Desktop Control via CUA Server
This skill allows OpenClaw to control the desktop using the CUA computer server API.
⚠️ Security Notice
This skill requires installing and running a third-party server (cua-computer-sdk) that has full control over your desktop.
Before using this skill:
- The server can simulate keyboard, mouse, and take screenshots
- Only run on systems where you trust all users and processes
- The server runs with your user privileges (no sudo/admin required)

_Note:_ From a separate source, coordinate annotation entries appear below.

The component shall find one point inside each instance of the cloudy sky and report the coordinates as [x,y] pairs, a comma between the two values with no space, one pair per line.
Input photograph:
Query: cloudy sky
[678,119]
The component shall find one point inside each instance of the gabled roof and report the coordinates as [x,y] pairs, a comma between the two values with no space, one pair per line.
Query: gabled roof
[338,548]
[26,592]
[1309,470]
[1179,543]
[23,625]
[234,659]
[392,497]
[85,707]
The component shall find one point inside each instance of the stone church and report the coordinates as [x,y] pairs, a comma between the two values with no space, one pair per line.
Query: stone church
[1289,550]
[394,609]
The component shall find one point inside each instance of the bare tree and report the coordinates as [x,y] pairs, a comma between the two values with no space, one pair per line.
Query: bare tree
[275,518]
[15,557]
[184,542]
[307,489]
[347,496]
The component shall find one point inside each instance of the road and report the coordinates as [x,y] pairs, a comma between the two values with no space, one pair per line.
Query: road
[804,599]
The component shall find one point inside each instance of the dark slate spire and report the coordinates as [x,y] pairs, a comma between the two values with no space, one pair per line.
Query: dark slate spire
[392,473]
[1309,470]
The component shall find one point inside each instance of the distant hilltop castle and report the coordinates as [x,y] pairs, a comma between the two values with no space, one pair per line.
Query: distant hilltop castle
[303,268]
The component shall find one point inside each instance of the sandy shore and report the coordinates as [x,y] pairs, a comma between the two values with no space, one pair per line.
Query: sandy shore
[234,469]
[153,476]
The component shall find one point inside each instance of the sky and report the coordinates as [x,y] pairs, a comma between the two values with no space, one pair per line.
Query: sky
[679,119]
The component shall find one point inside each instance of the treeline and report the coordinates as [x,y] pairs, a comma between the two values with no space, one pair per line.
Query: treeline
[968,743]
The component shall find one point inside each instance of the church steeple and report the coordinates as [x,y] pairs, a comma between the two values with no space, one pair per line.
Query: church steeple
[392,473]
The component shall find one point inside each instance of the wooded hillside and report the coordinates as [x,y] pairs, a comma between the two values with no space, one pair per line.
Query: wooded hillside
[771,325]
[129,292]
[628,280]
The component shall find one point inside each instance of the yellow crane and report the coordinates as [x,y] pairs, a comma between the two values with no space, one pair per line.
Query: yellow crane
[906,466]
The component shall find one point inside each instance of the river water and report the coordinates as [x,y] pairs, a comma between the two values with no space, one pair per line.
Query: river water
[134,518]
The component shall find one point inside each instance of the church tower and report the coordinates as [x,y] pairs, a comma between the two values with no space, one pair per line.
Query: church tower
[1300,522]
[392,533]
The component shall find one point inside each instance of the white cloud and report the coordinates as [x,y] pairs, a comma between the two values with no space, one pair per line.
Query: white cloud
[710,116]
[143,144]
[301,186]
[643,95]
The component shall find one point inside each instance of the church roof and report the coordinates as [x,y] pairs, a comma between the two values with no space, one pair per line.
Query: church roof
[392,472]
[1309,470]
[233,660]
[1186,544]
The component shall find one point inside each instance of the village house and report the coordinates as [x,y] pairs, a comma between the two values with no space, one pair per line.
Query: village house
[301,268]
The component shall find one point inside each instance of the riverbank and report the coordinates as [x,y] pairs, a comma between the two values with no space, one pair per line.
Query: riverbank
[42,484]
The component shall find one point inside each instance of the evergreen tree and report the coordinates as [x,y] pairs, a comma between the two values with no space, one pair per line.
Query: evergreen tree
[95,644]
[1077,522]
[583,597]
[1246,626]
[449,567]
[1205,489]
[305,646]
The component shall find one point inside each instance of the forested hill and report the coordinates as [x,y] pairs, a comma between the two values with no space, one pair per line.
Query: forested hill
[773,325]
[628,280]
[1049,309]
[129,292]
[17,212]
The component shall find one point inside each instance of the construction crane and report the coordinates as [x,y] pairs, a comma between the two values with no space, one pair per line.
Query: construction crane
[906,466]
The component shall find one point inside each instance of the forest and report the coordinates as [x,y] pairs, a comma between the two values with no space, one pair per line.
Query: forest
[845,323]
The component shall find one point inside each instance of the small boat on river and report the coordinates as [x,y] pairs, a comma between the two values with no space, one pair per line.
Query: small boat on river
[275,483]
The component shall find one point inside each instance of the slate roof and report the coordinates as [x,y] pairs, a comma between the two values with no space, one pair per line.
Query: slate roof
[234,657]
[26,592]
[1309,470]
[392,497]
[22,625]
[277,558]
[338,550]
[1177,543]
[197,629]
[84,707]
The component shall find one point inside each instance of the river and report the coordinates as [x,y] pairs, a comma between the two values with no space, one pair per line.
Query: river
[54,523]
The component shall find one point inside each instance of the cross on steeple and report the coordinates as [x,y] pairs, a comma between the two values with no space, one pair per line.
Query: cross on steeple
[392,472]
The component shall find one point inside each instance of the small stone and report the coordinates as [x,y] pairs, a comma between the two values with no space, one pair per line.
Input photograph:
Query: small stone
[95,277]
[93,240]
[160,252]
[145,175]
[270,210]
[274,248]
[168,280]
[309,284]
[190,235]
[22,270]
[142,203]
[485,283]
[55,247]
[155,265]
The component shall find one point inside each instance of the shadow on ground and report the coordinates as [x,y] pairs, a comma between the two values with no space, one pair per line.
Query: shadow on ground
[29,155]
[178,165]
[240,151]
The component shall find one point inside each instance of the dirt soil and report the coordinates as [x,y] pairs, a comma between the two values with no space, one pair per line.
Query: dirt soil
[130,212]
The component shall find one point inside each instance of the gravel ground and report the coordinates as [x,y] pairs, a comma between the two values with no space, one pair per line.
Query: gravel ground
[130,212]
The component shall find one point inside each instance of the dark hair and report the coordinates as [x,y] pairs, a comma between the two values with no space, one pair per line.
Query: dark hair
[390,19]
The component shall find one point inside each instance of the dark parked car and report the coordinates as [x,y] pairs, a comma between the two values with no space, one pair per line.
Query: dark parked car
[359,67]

- By default, only accessible from localhost (safe for local use)
Prerequisites
- Python 3.12+ installed on your system
- CUA computer server running on port 8000 (see installation below)
- Access to localhost:8000 only (network exposure not recommended)
Installation
Recommended: Temporary Session (Safest)
Run the server only when needed, in a terminal you can monitor:
# Install the Computer SDK (official CUA package)

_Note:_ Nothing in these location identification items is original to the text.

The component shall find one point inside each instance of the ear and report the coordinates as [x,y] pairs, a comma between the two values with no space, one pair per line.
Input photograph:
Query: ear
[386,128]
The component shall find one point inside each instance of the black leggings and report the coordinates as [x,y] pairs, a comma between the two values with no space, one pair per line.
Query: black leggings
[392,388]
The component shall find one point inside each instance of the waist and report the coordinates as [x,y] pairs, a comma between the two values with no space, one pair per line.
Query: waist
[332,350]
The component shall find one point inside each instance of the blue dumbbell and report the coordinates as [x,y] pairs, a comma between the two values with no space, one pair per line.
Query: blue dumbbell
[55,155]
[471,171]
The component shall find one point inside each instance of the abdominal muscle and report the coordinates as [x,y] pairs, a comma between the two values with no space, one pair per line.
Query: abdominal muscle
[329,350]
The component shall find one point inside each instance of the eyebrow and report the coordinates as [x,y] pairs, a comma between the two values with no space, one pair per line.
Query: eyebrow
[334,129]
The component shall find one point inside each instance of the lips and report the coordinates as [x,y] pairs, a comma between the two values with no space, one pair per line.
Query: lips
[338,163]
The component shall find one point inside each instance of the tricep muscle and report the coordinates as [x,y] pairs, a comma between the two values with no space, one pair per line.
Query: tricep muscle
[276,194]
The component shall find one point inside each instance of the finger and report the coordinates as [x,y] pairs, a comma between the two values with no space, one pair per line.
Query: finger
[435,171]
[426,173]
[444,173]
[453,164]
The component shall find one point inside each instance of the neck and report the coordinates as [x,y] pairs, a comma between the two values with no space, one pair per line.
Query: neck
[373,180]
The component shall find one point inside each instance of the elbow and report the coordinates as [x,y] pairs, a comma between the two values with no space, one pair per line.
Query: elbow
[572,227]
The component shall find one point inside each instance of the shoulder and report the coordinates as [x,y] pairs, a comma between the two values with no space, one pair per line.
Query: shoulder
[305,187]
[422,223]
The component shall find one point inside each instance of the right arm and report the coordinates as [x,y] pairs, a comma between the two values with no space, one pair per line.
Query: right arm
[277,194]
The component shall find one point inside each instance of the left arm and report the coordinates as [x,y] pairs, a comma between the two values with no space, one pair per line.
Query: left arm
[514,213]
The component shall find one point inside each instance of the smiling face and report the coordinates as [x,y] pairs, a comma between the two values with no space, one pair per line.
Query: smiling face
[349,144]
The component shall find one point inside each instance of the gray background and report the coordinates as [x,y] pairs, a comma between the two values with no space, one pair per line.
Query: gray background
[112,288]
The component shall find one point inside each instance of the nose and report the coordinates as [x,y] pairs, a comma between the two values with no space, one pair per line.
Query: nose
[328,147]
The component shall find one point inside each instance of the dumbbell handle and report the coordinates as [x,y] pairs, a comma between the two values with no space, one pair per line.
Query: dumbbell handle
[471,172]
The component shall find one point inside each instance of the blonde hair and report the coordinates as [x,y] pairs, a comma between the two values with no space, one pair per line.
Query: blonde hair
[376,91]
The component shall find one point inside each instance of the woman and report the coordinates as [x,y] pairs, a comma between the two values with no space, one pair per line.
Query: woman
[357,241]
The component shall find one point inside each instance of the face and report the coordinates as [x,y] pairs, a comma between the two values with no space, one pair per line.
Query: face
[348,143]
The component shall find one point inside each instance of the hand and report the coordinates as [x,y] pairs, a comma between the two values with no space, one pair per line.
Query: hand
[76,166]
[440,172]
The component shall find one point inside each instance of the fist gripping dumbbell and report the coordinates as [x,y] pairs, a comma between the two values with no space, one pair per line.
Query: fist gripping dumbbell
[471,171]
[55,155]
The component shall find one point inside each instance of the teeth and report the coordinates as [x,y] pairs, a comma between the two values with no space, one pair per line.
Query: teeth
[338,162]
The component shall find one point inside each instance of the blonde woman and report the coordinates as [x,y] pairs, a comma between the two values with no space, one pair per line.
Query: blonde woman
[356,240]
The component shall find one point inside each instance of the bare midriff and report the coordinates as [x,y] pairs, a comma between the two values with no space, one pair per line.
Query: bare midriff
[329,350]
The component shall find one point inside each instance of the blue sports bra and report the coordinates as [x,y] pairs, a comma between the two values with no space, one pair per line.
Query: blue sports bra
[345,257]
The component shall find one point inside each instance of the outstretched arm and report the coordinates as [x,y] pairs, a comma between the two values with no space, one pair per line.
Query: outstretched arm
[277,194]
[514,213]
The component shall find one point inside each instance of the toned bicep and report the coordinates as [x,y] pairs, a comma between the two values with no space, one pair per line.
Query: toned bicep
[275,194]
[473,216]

pip install cua-computer-sdk
# Verify package (optional but recommended)
pip show cua-computer-sdk # Check publisher and version
# Run temporarily (Ctrl+C to stop)
cua-server start --port 8000 --bind 127.0.0.1
# In another terminal, verify it's running locally only
curl http://localhost:8000/status
netstat -an | grep 8000 # Should show 127.0.0.1:8000
This is the safest approach - the server only runs when you explicitly start it and stops when you close the terminal.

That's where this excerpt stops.